From: Huang Ying <[email protected]>
total_swapcache_pages() may race with swapper_spaces[] allocation and
freeing. Previously, this is protected with a swapper_spaces[]
specific RCU mechanism. To simplify the logic/code complexity, it is
replaced with get/put_swap_device(). The code line number is reduced
too. Although not so important, the swapoff() performance improves
too because one synchronize_rcu() call during swapoff() is deleted.
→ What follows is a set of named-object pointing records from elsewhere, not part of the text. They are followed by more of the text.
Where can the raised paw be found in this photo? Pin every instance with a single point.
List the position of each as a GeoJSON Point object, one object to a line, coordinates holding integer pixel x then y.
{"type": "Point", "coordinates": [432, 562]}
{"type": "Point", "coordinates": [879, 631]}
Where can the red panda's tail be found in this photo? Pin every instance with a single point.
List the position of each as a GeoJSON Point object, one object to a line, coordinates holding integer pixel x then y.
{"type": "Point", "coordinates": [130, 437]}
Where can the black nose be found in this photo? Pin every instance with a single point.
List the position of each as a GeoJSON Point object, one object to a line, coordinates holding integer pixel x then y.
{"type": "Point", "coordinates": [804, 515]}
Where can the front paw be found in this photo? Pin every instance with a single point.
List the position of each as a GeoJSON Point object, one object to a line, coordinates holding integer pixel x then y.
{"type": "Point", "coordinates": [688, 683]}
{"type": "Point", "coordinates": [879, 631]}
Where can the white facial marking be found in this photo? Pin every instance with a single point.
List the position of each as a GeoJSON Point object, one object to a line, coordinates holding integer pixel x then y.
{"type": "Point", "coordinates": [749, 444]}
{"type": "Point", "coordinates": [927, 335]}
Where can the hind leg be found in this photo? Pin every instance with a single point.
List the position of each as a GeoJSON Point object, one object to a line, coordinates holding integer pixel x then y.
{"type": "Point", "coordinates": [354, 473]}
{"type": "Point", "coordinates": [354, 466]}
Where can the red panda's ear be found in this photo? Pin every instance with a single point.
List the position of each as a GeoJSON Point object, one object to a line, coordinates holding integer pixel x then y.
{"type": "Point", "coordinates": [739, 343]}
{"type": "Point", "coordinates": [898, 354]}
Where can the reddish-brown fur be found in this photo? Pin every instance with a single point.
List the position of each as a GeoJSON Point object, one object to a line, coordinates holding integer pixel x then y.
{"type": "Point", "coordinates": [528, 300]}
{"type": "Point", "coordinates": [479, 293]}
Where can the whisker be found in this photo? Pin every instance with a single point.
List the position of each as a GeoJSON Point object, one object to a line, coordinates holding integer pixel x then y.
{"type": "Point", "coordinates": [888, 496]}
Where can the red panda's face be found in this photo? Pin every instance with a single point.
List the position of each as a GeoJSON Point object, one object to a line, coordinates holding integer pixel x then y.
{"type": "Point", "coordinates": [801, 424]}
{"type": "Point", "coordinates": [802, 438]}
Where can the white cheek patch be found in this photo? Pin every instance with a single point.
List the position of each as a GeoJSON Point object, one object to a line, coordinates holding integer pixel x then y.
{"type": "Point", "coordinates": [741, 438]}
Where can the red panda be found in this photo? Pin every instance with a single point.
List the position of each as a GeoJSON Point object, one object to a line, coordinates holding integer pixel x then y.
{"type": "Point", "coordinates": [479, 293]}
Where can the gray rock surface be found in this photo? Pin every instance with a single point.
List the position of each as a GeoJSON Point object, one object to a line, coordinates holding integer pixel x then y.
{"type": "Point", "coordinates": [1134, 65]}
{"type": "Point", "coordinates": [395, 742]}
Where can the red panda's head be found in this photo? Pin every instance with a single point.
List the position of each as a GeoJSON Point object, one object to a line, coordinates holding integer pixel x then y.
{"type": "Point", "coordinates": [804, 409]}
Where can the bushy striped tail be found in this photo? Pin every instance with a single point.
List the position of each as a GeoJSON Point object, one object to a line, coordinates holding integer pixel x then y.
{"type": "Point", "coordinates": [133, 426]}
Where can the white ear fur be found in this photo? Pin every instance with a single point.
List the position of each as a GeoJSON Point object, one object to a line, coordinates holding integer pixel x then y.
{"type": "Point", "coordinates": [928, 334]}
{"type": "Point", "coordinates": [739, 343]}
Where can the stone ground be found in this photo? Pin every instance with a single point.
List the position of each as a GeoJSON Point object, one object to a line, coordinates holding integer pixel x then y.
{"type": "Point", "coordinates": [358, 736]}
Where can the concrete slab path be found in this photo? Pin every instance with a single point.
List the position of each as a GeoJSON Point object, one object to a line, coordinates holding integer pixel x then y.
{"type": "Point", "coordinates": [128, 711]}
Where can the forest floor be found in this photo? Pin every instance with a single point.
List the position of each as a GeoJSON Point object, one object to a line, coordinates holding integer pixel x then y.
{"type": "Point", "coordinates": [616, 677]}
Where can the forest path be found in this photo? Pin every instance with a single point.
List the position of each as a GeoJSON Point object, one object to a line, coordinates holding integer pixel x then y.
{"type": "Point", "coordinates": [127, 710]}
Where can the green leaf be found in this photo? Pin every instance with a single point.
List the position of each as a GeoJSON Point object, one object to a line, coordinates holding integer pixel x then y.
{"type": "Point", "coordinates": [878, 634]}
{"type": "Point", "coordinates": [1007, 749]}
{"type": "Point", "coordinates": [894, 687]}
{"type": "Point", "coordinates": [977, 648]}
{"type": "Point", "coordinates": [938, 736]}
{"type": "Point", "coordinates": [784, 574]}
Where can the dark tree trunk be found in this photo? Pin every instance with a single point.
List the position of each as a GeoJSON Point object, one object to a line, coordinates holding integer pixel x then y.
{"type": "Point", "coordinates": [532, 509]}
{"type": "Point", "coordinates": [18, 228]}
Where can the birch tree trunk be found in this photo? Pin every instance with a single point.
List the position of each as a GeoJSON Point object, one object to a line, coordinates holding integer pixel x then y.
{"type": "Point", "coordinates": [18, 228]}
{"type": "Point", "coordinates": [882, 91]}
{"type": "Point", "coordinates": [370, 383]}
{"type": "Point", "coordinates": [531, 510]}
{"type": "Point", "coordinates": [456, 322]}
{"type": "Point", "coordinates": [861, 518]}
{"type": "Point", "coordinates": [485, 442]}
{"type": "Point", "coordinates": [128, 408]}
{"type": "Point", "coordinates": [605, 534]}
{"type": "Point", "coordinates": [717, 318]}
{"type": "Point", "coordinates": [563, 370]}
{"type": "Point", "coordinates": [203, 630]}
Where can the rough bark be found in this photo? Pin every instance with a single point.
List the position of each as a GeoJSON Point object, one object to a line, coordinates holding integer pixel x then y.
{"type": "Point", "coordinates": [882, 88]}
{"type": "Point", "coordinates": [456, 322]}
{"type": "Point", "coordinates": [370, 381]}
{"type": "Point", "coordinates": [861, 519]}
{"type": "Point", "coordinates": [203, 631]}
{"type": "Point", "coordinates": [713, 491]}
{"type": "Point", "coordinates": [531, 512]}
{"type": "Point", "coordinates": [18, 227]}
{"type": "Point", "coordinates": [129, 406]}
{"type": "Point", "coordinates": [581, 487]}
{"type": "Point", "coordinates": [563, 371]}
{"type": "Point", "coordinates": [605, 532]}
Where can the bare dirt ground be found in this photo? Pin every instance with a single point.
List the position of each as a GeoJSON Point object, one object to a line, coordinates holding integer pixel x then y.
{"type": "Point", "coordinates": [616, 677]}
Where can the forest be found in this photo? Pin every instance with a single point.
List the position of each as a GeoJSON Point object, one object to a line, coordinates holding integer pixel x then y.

Signed-off-by: "Huang, Ying" <[email protected]>
Cc: Hugh Dickins <[email protected]>
Cc: Paul E. McKenney <[email protected]>
Cc: Minchan Kim <[email protected]>
Cc: Johannes Weiner <[email protected]>
Cc: Tim Chen <[email protected]>
Cc: Mel Gorman <[email protected]>
Cc: Jérôme Glisse <[email protected]>
Cc: Michal Hocko <[email protected]>
Cc: Andrea Arcangeli <[email protected]>
Cc: Yang Shi <[email protected]>
Cc: David Rientjes <[email protected]>
Cc: Rik van Riel <[email protected]>
Cc: Jan Kara <[email protected]>
Cc: Dave Jiang <[email protected]>
Cc: Daniel Jordan <[email protected]>
Cc: Andrea Parri <[email protected]>
---
mm/swap_state.c | 28 ++++++++++------------------
1 file changed, 10 insertions(+), 18 deletions(-)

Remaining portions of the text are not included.